Kimseyle konuşacak durumda hissetmediğim için elim cebime bile gitmezken, bacaklarımı kendime çekip denizi izlemeye devam ettim. İnsanların iyi hissetmek için kaçtığı deniz kenarlarında, iyi hissetmekten öte boğulacak gibi hissediyordum. Öyle hissetmiştim ki boğulmadığımı kendime kanıtlamak için elimi göğüs kafesimin üstüne yerleştirerek nefes alma ihtiyacı hissetmiştim.

Hala boğuluyordum, bir faydası olmamıştı.

"Hanımefendi?" Tok ses kulaklarıma dolduğunda kaşlarımı çatarak başımı kaldırmamla önce üniformasının dikkatimi çektiği adama baktım. "İyi misiniz?" Kaşlarım bir an çatıldığında etrafa bakındım. "Babam mı burada?"

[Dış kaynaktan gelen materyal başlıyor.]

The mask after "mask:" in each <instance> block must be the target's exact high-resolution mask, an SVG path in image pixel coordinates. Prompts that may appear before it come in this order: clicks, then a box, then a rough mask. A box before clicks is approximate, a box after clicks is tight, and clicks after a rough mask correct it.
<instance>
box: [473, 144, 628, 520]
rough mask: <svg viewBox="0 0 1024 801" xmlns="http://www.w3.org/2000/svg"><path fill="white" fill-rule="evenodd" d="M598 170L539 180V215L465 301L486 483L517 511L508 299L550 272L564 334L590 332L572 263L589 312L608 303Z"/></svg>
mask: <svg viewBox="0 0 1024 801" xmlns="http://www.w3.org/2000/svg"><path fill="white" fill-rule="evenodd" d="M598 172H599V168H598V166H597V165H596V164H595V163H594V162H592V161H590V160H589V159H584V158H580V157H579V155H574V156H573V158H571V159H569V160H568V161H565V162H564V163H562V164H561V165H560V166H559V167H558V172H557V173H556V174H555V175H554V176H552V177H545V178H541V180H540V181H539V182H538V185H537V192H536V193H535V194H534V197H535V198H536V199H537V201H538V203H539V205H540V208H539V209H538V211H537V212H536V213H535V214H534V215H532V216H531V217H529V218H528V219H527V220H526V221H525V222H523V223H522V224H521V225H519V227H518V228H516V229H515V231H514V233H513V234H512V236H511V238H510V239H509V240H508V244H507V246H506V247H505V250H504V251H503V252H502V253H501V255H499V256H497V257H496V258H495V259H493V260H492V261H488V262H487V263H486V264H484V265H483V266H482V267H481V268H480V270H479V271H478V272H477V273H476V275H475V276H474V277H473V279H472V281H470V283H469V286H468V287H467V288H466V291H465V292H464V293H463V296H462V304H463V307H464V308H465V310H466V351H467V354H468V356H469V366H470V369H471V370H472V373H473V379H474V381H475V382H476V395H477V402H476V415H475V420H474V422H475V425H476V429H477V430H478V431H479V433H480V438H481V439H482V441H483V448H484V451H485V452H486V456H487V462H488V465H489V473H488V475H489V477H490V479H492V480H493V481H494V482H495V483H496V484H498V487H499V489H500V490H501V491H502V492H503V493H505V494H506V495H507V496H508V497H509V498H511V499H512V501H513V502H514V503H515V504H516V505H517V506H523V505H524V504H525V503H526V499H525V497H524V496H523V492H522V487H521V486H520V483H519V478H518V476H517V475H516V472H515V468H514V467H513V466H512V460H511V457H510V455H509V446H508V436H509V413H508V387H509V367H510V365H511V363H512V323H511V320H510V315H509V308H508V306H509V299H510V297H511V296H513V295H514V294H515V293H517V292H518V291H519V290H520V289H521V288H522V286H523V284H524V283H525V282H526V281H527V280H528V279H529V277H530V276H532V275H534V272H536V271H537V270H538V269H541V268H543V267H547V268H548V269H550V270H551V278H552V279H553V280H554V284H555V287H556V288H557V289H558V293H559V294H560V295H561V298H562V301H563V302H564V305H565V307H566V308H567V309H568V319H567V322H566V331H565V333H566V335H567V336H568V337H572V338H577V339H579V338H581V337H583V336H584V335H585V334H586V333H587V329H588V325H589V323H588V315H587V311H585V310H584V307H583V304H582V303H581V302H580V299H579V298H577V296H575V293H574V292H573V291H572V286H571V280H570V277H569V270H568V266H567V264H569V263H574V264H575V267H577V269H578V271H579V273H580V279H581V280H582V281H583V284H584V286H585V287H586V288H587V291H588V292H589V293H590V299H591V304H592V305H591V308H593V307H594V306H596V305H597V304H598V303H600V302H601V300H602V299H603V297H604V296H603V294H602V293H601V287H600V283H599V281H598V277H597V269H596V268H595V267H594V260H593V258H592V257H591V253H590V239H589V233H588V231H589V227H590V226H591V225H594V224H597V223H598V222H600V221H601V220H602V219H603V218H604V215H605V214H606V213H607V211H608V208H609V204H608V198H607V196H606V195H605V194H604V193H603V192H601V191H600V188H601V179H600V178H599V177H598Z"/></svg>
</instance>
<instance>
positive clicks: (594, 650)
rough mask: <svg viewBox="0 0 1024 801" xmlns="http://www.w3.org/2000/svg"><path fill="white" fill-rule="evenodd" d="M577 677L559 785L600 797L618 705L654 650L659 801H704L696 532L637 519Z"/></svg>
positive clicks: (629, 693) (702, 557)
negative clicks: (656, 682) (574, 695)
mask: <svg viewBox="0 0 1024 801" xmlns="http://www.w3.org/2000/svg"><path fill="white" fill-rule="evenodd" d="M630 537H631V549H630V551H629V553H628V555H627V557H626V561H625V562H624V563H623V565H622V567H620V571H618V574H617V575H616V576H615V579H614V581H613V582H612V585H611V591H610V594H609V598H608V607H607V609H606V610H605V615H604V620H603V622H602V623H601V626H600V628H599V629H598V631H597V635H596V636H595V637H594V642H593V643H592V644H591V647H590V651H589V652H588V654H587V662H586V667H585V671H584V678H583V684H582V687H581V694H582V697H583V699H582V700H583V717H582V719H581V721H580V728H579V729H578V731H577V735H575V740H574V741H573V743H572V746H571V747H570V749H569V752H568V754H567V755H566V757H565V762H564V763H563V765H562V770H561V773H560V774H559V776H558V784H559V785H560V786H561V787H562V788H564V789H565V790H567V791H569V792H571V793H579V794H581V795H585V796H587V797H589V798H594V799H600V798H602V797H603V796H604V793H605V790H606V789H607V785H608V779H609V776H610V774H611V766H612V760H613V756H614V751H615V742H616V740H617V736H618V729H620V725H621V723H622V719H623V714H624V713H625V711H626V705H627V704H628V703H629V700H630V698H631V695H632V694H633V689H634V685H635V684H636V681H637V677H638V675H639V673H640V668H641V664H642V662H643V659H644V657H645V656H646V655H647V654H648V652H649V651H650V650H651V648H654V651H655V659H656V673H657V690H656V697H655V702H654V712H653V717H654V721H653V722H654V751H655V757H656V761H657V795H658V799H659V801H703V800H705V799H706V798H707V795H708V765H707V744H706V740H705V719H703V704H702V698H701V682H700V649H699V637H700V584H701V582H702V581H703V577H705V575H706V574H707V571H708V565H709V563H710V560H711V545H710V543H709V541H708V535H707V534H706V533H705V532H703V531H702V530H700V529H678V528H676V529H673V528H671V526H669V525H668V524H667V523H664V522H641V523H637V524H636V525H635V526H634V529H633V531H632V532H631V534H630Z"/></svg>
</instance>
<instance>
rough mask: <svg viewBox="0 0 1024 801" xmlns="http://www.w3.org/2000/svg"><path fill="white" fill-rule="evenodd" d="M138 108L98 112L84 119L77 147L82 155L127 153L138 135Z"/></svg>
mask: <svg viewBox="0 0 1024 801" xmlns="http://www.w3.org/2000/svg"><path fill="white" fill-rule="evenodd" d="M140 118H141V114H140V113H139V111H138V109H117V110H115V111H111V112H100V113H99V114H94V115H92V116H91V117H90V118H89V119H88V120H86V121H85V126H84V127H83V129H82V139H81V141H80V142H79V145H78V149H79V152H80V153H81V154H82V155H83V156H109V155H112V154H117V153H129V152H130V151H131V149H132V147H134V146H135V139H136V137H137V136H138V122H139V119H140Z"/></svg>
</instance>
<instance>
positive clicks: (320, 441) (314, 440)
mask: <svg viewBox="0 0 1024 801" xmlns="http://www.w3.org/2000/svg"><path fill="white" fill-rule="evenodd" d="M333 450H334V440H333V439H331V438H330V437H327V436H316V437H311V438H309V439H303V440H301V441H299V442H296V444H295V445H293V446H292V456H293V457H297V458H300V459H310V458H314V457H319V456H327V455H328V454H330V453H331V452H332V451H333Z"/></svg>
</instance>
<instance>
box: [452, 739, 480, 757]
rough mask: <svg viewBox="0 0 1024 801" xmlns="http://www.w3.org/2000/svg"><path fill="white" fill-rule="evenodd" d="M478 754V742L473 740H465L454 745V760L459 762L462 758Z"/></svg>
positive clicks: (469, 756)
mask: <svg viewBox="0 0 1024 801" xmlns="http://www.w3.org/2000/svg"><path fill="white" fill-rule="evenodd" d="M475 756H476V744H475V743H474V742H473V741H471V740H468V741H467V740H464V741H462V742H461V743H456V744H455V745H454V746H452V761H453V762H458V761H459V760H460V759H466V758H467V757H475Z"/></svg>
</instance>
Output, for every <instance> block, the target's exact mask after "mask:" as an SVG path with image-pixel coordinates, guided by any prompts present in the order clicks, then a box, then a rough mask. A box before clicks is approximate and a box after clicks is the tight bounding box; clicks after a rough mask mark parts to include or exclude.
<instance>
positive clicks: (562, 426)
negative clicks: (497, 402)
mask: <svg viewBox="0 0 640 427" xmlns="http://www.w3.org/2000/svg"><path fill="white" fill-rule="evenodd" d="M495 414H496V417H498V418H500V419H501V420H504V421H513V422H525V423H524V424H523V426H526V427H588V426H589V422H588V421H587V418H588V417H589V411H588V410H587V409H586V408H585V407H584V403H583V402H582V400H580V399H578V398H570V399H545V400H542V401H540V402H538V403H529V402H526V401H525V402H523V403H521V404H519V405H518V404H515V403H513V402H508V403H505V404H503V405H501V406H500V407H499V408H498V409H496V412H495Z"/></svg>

Asker cevap vermeden gördüğüm askeri araçla, "Bir sorun mu var?" deyip ayaklanmıştım. Hızlı adımlarım araca ilerlediğinde asker ses çıkarmadan peşimden gelirken, yüksek aracın kapısı açılmıştı. Elini uzatan babam beni tekte çekip koltuğa oturturken endişeyle, "Bir sorun mu var?" diye sormuştum.